For India, the return to the mean presents opportunities and challenges. The Biden administration can be depended on to replace the somewhat scratchy relationship of the Trump administration with some level of predictability. This much was clear in the third ministerial meeting of the US-Australia-Japan-India Quad, where the foreign ministers underlined their shared attributes as democracies, market economies, and pluralistic societies, which directly addressed China’s expansionist policies. And Mr Biden’s commitment to loosening H1B visa quotas would go a long way towards addressing a four-year-old grievance of the Indian information technology industry. Beyond that, there are many question marks. The Biden administration’s inclination to re-engage with China, for instance, has the potential to complicate Indo-US relations in unforeseen ways, not least because of the powerful overlapping connections between Sino-US corporate interests. A trade deal, long in the making, is the other known unknown. The anticipation here is that the Biden administration will restore the Generalised System of Preferences, a preferential tariff system for developing countries, which the Trump administration had scrapped for India.
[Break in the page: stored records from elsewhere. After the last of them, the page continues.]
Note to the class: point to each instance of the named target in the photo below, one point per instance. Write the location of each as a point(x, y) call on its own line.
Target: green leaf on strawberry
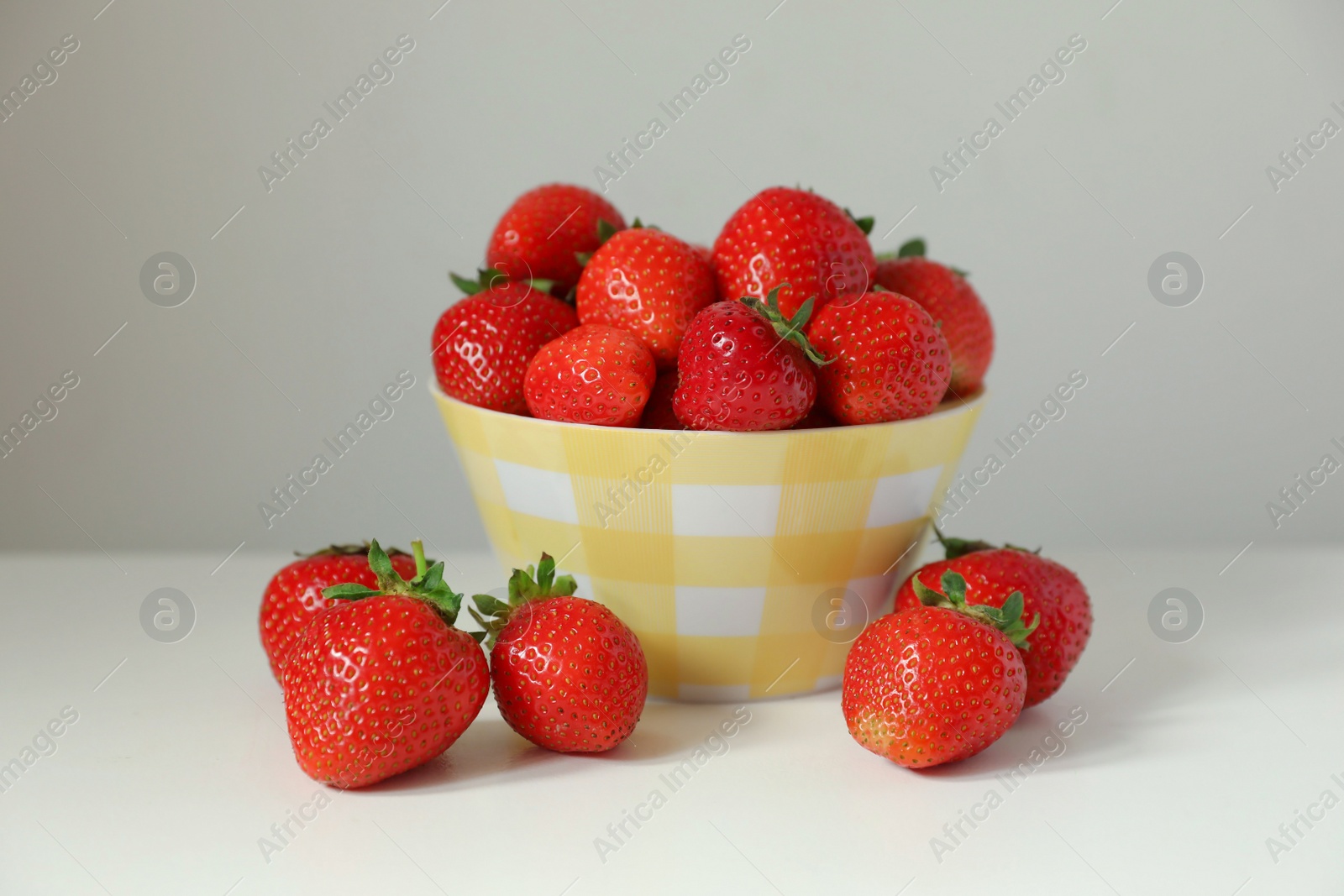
point(428, 584)
point(524, 586)
point(864, 223)
point(953, 597)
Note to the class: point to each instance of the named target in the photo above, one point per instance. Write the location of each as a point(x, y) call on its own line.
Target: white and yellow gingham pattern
point(716, 547)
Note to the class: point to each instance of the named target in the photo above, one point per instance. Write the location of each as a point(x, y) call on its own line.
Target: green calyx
point(427, 586)
point(605, 231)
point(864, 223)
point(916, 249)
point(954, 548)
point(526, 584)
point(953, 597)
point(788, 328)
point(492, 278)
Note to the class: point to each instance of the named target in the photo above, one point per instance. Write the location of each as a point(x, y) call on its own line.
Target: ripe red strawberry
point(1047, 589)
point(795, 239)
point(484, 343)
point(953, 305)
point(382, 681)
point(816, 419)
point(658, 411)
point(936, 683)
point(745, 367)
point(544, 228)
point(890, 359)
point(648, 284)
point(593, 374)
point(295, 595)
point(568, 673)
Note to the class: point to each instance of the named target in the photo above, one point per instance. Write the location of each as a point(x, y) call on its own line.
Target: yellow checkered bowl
point(745, 562)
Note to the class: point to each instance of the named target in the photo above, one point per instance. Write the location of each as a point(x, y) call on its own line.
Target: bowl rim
point(945, 409)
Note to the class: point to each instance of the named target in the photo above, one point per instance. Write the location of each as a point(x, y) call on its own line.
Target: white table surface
point(179, 762)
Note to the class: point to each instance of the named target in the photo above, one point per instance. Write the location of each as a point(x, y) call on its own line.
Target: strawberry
point(382, 681)
point(938, 681)
point(593, 374)
point(658, 412)
point(890, 359)
point(1047, 589)
point(745, 367)
point(649, 284)
point(295, 595)
point(568, 673)
point(484, 343)
point(816, 419)
point(952, 302)
point(795, 239)
point(544, 230)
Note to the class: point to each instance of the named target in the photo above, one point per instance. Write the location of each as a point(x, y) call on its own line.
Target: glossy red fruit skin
point(889, 359)
point(816, 419)
point(1047, 589)
point(569, 674)
point(295, 595)
point(793, 237)
point(378, 687)
point(954, 305)
point(595, 374)
point(542, 231)
point(648, 284)
point(929, 685)
point(738, 375)
point(658, 411)
point(484, 343)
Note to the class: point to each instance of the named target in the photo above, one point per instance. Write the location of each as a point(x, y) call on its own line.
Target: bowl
point(745, 562)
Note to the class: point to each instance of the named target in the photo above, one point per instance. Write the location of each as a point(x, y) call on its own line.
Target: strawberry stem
point(953, 597)
point(523, 586)
point(427, 586)
point(788, 328)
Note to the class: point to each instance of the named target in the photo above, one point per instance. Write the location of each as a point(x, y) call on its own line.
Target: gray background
point(319, 291)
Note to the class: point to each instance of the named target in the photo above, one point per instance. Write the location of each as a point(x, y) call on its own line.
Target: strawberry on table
point(940, 681)
point(743, 365)
point(797, 241)
point(295, 595)
point(1048, 590)
point(382, 681)
point(483, 344)
point(952, 302)
point(890, 360)
point(568, 673)
point(649, 284)
point(544, 228)
point(593, 374)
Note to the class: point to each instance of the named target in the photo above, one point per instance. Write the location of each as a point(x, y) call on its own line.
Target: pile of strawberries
point(790, 322)
point(949, 672)
point(378, 679)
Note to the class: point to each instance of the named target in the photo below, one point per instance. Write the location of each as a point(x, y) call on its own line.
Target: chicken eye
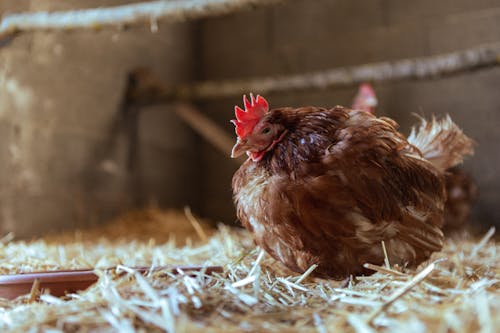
point(266, 130)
But this cannot be taken for granted. Minister of Commerce Piyush Goyal has said the unfinished mini-trade deal awaits a meeting with the new US trade representative, Katherine Tai, but it is unclear whether India will make much more progress than it made under the previous US administration. For one, India’s unwillingness to submit to the relatively mild conditionality of the Regional Comprehensive Economic Partnership makes it unlikely that it will agree to the more stringent terms that the US will demand on intellectual property right protections, procurement norms, standards and market access. India’s human rights record is also likely to come into play; the Biden administration has identified democratic values as a key variable in bilateral relations. Of course, realpolitik creates its own space for amorality in the international arena, but the fact is that India holds few trump cards at the negotiating table. So growing authoritarianism — manifested in the Central government’s actions in Jammu & Kashmir, widespread arrests of activists and regime critics, the Citizenship Amendment Act, and the debacle following the passage of the farm laws — could prove a deal breaker that India’s atmanirbhar project can ill afford at this juncture.